Big City Meltdown
Just some thoughts for you to consider… Growing up in Upstate, NY, I was regularly exposed to both sides of the political spectrum. Every night at 6:00 p.m. the news was on in my home without fail; I would often join in on the viewing. Without a doubt, sociopolitical issues were a staple in my family discussions. My parents were and are avid independents who have coincidently always voted Republican. Their motto: “If there were a good Democratic candidate, we’d vote Democrat.” Apparently, there has yet to be one worthy of their votes.
So, while I was exposed to every political perspective, I had a semi-conservative base at home. The diverse political opinions in my suburban town and nearby city were beneficial, as they provided me with a base understanding of what was out in the “real world” – politically speaking.
But, when I left Rochester and headed down to New York City I was totally taken aback. The City, which I had always assumed would embrace diversity in its fullest sense – even when it comes to political inclinations – was highly partisan. I quickly learned that while New York is advanced in cultural, it is overwhelmingly predominated by leftist inclinations.
Not only were individuals vehemently opposed to anything coming from the right, but they were also totally and utterly appalled that any individual could believe in such a way. Originally, politics were of minimal interest to me, but when the 2004 election took form I really started getting ignited.
Maybe it was the overtly-liberal ideologies that presided at my college campus, or perhaps it was a result of the conversations and debates that occurred among students behind closed doors, but my politics quickly began to take shape. I rebelled and came out a conservatively-induced moderate (although, at the end of the day I’m more of a conservative).
What is highly disappointing about New York City and other urban areas is the lack of diversity in political matters, as well as the lack of respect for those who do not embrace the majority’s viewpoint. After looking around whereistand.com, it wasn’t a surprise to see MisterE and other bloggers who have opposed my views as though they are meaningless coming from New York and other major cities.

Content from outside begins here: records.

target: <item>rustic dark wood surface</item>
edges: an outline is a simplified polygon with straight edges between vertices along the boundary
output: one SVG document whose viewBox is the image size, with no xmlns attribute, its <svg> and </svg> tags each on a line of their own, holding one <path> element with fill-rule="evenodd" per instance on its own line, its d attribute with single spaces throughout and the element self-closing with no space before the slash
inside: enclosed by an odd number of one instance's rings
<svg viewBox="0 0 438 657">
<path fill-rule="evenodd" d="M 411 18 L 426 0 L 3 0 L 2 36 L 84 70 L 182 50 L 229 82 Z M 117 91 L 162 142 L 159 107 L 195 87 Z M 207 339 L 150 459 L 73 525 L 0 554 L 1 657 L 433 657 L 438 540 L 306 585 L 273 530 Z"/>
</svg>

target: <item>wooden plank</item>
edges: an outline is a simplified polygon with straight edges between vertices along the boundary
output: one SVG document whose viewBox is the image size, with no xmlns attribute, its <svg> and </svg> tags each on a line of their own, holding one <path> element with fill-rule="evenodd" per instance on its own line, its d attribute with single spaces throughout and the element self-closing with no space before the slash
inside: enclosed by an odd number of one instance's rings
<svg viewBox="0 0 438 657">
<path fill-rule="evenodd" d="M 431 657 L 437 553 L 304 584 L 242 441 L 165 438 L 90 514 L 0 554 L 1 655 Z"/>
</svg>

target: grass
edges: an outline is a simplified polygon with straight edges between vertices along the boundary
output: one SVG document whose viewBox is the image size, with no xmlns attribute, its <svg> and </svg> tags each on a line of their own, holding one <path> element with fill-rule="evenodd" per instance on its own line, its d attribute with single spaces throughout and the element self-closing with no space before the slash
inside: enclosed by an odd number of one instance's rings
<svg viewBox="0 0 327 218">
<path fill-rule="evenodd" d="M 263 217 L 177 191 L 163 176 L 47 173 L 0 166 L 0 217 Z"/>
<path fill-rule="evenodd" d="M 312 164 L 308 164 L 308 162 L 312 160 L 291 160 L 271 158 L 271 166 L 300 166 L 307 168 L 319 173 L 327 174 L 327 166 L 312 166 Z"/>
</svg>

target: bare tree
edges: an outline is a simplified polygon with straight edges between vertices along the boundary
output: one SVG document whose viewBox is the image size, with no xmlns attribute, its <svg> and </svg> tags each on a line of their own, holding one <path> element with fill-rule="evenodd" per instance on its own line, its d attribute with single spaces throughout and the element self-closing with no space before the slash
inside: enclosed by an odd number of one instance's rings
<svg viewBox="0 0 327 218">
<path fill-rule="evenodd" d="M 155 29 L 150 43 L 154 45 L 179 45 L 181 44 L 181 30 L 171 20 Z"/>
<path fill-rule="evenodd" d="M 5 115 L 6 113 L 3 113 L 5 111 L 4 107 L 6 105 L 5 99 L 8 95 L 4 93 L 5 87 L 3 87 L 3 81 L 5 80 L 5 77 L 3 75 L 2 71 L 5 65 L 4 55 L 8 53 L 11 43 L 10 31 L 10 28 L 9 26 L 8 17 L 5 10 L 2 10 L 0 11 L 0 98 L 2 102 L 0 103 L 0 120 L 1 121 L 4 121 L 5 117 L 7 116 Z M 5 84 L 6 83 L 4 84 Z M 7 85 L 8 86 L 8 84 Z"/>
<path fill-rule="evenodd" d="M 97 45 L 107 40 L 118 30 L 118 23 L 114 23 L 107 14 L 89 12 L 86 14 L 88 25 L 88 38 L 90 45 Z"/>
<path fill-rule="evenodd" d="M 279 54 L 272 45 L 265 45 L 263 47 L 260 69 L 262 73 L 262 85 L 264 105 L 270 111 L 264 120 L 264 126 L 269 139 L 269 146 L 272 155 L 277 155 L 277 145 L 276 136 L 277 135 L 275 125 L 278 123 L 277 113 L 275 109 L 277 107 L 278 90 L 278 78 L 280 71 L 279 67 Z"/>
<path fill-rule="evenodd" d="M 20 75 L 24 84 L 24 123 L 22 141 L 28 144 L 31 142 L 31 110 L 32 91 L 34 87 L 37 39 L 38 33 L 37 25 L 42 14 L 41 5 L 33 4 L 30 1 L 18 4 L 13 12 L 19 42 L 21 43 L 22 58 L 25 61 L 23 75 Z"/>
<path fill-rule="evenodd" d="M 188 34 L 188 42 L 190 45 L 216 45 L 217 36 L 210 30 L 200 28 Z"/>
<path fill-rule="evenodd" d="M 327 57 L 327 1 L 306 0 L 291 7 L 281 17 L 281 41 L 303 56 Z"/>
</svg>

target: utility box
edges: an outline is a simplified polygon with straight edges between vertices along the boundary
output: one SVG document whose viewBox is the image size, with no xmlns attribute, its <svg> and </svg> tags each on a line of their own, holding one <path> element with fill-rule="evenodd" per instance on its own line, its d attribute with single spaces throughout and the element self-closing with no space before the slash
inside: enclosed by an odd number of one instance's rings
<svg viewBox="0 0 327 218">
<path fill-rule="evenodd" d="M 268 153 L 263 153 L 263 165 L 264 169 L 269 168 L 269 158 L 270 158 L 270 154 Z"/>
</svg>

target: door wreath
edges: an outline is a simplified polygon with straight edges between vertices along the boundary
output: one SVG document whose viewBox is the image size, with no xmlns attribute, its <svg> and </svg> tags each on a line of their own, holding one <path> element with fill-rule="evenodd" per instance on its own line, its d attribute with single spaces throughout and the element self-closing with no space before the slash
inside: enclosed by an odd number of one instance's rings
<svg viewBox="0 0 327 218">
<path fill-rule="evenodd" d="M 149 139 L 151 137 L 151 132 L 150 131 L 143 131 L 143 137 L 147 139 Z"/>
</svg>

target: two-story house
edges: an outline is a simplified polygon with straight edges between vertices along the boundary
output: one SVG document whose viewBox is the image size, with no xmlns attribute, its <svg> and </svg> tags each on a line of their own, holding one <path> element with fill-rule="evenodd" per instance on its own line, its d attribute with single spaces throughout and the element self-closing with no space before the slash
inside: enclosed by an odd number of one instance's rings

It’s tough to understand cities that pride themselves on diversity and differing opinions. The same goes for southern localities that only embrace the right and ostracize the left. At the end of the day it’s all about understanding and embracing the fact that intelligent individuals are going to disagree. Calling a Republican unintelligent, which I have contended before, is simply wrong-headed. New Yorkers (and don’t get me wrong, I love New York) need to stop a bit further outside of the box, as do others who are disrespectful or demeaning toward their opponents. It’s time to start loving thy neighbor – no matter what their political inclination.